Катя вспомнила про желтые глаза и черные клыки.

– Крысы из сказки в конце концов сдохли, – бросила она в пустоту.

– Как и дети, – отозвался смеющийся голос.

Катя почувствовала, как натянулась идущая от кинжала нить.

– Кто вы? – она старалась заметить хоть кого-нибудь, но вокруг была только чернота. Плотная, непреодолимая чернота.

– Так ли важно? – спросил хриплый голос. – Даже если мы назовемся, ты все забудешь. Ты никогда не запоминаешь снов. Ты и так задержалась, дитя. Проснись.


– Проснись! – эхом отозвался Гоша.

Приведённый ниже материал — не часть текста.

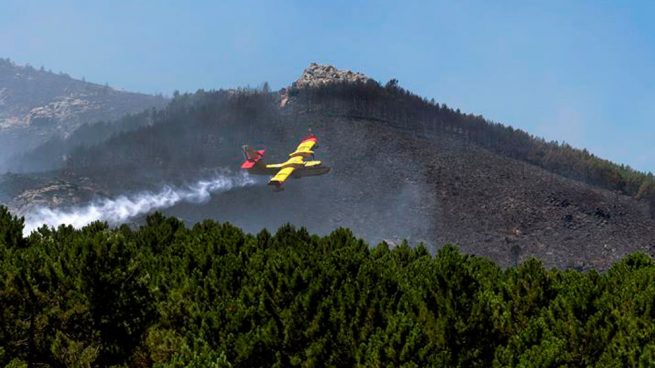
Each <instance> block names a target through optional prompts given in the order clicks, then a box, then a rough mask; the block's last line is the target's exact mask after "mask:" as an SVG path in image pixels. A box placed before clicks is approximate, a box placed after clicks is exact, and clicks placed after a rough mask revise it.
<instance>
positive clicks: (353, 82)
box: [293, 63, 372, 88]
mask: <svg viewBox="0 0 655 368" xmlns="http://www.w3.org/2000/svg"><path fill="white" fill-rule="evenodd" d="M369 81H372V79H371V78H369V77H367V76H365V75H364V74H362V73H356V72H352V71H350V70H339V69H337V68H335V67H334V66H332V65H320V64H316V63H311V64H310V65H309V67H307V69H305V71H304V72H303V73H302V75H301V76H300V78H298V80H297V81H295V82H294V83H293V87H296V88H305V87H319V86H323V85H327V84H332V83H343V82H347V83H368V82H369Z"/></svg>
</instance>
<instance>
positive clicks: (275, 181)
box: [268, 167, 295, 187]
mask: <svg viewBox="0 0 655 368" xmlns="http://www.w3.org/2000/svg"><path fill="white" fill-rule="evenodd" d="M294 170H295V168H294V167H285V168H283V169H281V170H280V171H278V172H277V174H275V176H273V177H272V178H271V180H270V181H269V182H268V185H276V186H278V187H279V186H280V185H282V183H284V182H285V181H286V180H287V179H288V178H289V176H290V175H291V174H292V173H293V171H294Z"/></svg>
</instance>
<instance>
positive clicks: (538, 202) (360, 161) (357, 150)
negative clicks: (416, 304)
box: [171, 113, 655, 269]
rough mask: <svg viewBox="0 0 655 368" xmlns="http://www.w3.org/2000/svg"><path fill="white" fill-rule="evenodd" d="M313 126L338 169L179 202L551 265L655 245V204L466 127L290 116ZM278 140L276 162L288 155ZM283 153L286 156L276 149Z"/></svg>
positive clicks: (246, 225)
mask: <svg viewBox="0 0 655 368" xmlns="http://www.w3.org/2000/svg"><path fill="white" fill-rule="evenodd" d="M308 126H310V127H312V128H313V130H314V132H316V133H317V134H318V135H319V138H320V143H319V145H320V148H319V149H318V150H317V152H318V155H319V156H318V158H319V159H322V160H323V161H324V162H325V163H326V164H328V165H331V166H332V167H333V171H332V172H331V173H330V174H328V175H326V176H323V177H320V178H306V179H302V180H299V181H291V182H290V183H289V184H288V185H287V190H286V191H284V192H282V193H271V192H270V190H269V189H268V188H267V187H266V186H265V179H263V181H262V182H261V183H260V185H259V186H257V187H254V188H245V189H240V190H238V191H234V192H229V193H225V194H222V195H220V196H218V197H216V198H215V199H214V200H213V201H212V203H210V204H209V205H207V206H203V207H201V208H198V207H196V206H192V205H182V206H178V207H176V208H174V209H172V210H171V213H173V214H176V215H179V216H180V217H182V218H185V219H187V220H188V221H190V222H195V221H199V220H201V219H203V218H206V217H212V218H217V219H219V220H223V221H231V222H234V223H236V224H237V225H239V226H242V227H244V228H246V229H248V230H250V231H258V230H259V228H261V227H268V228H273V229H274V228H276V227H277V226H280V225H281V224H283V223H286V222H290V223H292V224H295V225H298V226H306V227H308V228H309V229H310V230H311V231H315V232H319V233H326V232H329V231H331V230H333V229H334V228H335V227H338V226H344V227H348V228H350V229H352V230H353V232H355V234H357V235H359V236H362V237H364V238H366V239H367V240H369V241H371V242H379V241H383V240H386V241H389V242H391V243H395V242H398V241H400V239H408V240H409V241H410V242H411V243H418V242H425V243H427V244H428V245H429V246H430V247H431V248H432V249H435V248H438V247H440V246H442V245H443V244H446V243H455V244H459V245H460V246H461V247H462V249H463V250H464V251H466V252H469V253H474V254H479V255H483V256H487V257H490V258H491V259H493V260H495V261H496V262H499V263H500V264H502V265H510V264H513V263H515V262H520V261H522V260H525V259H527V258H528V257H537V258H539V259H541V260H542V261H543V262H544V263H545V264H546V265H548V266H556V267H564V268H567V267H576V268H584V269H587V268H597V269H604V268H606V267H607V266H608V265H609V264H610V263H611V262H613V261H615V260H616V259H618V258H619V257H621V256H623V255H625V254H627V253H630V252H634V251H647V252H651V253H652V250H653V247H654V246H655V231H654V230H655V222H654V221H653V220H652V219H650V217H649V215H648V205H647V204H646V203H644V202H640V201H637V200H635V199H633V198H631V197H627V196H624V195H620V194H617V193H613V192H609V191H606V190H602V189H599V188H595V187H592V186H589V185H586V184H584V183H581V182H577V181H574V180H570V179H566V178H564V177H561V176H559V175H555V174H552V173H550V172H548V171H545V170H543V169H541V168H539V167H536V166H533V165H529V164H526V163H524V162H522V161H518V160H513V159H510V158H506V157H503V156H501V155H499V154H496V153H492V152H490V151H488V150H486V149H484V148H481V147H479V146H477V145H475V144H471V143H467V142H466V141H465V140H464V139H462V137H460V136H458V135H456V134H446V133H439V134H435V135H431V136H430V137H423V138H421V137H417V136H415V135H414V134H411V133H407V132H403V131H399V130H398V129H395V128H390V127H388V126H385V125H381V124H380V123H379V122H377V121H369V120H364V119H349V118H343V117H341V118H339V117H329V116H325V115H323V114H321V113H317V114H315V113H303V114H300V115H298V116H297V117H295V118H294V119H292V121H288V122H286V128H287V129H286V135H287V136H286V137H285V138H283V140H284V141H286V145H287V146H289V148H292V146H293V145H294V144H295V141H296V140H297V139H298V134H299V132H303V131H304V129H305V128H306V127H308ZM282 146H284V145H283V144H282V145H278V144H276V145H275V148H274V149H273V150H269V152H271V153H270V154H271V156H269V158H270V159H272V160H275V159H276V158H282V157H283V156H284V153H285V152H286V151H284V150H283V149H281V148H280V147H282ZM276 155H277V156H282V157H276Z"/></svg>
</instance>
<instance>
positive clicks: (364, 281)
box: [0, 208, 655, 367]
mask: <svg viewBox="0 0 655 368" xmlns="http://www.w3.org/2000/svg"><path fill="white" fill-rule="evenodd" d="M21 233H22V220H21V219H18V218H16V217H13V216H12V215H11V214H10V213H8V212H7V211H6V209H4V208H0V270H1V271H0V272H1V273H0V364H1V365H3V366H4V365H9V366H12V367H23V366H26V365H30V366H52V367H62V366H74V367H90V366H112V365H114V366H130V367H150V366H154V367H187V366H189V367H209V366H214V367H230V366H232V367H293V366H304V367H322V366H339V367H345V366H369V367H383V366H389V367H401V366H402V367H427V366H448V367H491V366H497V367H508V366H509V367H511V366H537V367H554V366H596V365H598V366H614V367H619V366H644V367H646V366H652V365H653V364H654V363H655V344H654V343H653V341H655V323H654V321H655V318H654V317H655V315H654V313H655V305H654V304H653V300H655V263H654V262H653V260H652V259H651V258H649V257H648V256H646V255H643V254H634V255H630V256H627V257H625V258H624V259H622V260H621V261H620V262H618V263H616V264H614V265H613V266H612V267H611V268H610V269H609V270H608V271H606V272H604V273H597V272H595V271H590V272H578V271H562V270H556V269H553V270H547V269H545V268H544V267H543V265H542V264H541V263H540V262H539V261H536V260H529V261H527V262H524V263H522V264H520V265H519V266H518V267H510V268H507V269H502V268H500V267H498V266H497V265H496V264H494V263H492V262H490V261H488V260H486V259H484V258H479V257H475V256H469V255H465V254H462V253H460V252H459V251H458V250H457V249H456V248H454V247H452V246H445V247H443V248H441V249H440V250H439V251H438V252H437V253H436V255H434V256H433V255H431V254H430V253H429V252H428V251H427V250H426V249H425V248H424V247H422V246H420V245H419V246H417V247H415V248H412V247H410V246H408V245H407V244H401V245H399V246H397V247H393V248H391V249H390V248H389V247H388V246H387V245H386V244H379V245H377V246H375V247H370V246H369V245H368V244H366V243H364V242H363V241H361V240H359V239H357V238H355V237H354V236H353V235H352V234H351V233H350V231H348V230H346V229H337V230H335V231H334V232H332V233H331V234H329V235H327V236H324V237H319V236H315V235H310V234H309V233H308V232H307V231H305V230H304V229H295V228H293V227H291V226H283V227H282V228H280V229H279V230H278V231H277V232H276V233H275V234H271V233H269V232H267V231H261V232H260V233H258V234H256V235H249V234H246V233H244V232H243V231H241V230H240V229H238V228H236V227H234V226H232V225H230V224H227V223H224V224H221V223H216V222H213V221H205V222H202V223H199V224H197V225H195V226H193V228H186V227H185V226H184V225H183V224H182V223H181V222H180V221H178V220H176V219H174V218H167V217H164V216H161V215H158V214H155V215H152V216H150V217H149V218H148V219H147V221H146V224H145V225H143V226H142V227H140V228H138V229H137V230H133V229H130V228H129V227H127V226H123V227H120V228H117V229H110V228H108V227H107V226H106V225H104V224H101V223H95V224H92V225H90V226H87V227H85V228H83V229H80V230H74V229H72V228H70V227H65V226H62V227H59V228H58V229H47V228H42V229H40V230H39V231H38V232H35V233H33V234H32V235H31V236H30V237H28V238H23V237H22V235H21Z"/></svg>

Он тряхнул Катю за плечо. Она открыла глаза и огляделась. В салоне такси пахло елкой, и Катя сморщилась от знакомого отдающего нафталином запаха. Эти освежители до сих пор делают?

Гоша перед ее расплывающимся взглядом хмурился.

– Ведьмы? – переспросил он. – Тени? Ты опять смотрела ужастики?

Катя сморщилась.

– Я говорила во сне?

Он кивнул.

– Так что тебе снилось?

– Откуда я знаю, – пробормотала она, растирая лоб, – я никогда их не запоминаю.

* * *

Одной рукой Катя держала пузатую бутылку колы, другой обнимала пачку чипсов и попкорна. Пальцами она умудрилась захватить пакет конфет, а в зубах держала упаковку кексов. В такие моменты она любила дождливые дни: Гоша собирался играть в футбол на школьном стадионе, и ей пришлось бы сидеть на мокрой, холодной трибуне, делать вид, что футбол – жутко интересное занятие, а самой украдкой смотреть в телефоне что-нибудь из Тарантино.

Но ливень был такой сильный, что они насквозь промокли, пока добрались до ее дома. Ни о каком футболе не могло быть и речи. Вместо этого кино и несколько раундов, по настоянию Гоши, в одной из этих жутких игр, где приставка приказывает повторять движения, и ты не то танцуешь, не то корчишься в конвульсиях.

– Где ты? – закричал Гоша из зала. – Я уже выбрал песню.

– Если это что-то из «Братьев Блюз», клянусь, я убью тебя! – крикнула в ответ Катя. Пакет с кексами выпал изо рта, и ей пришлось поднимать его с пола.

– Тогда захвати нож.

Катя добралась до гостиной, бросила добычу на большой коричневый диван и упала рядом.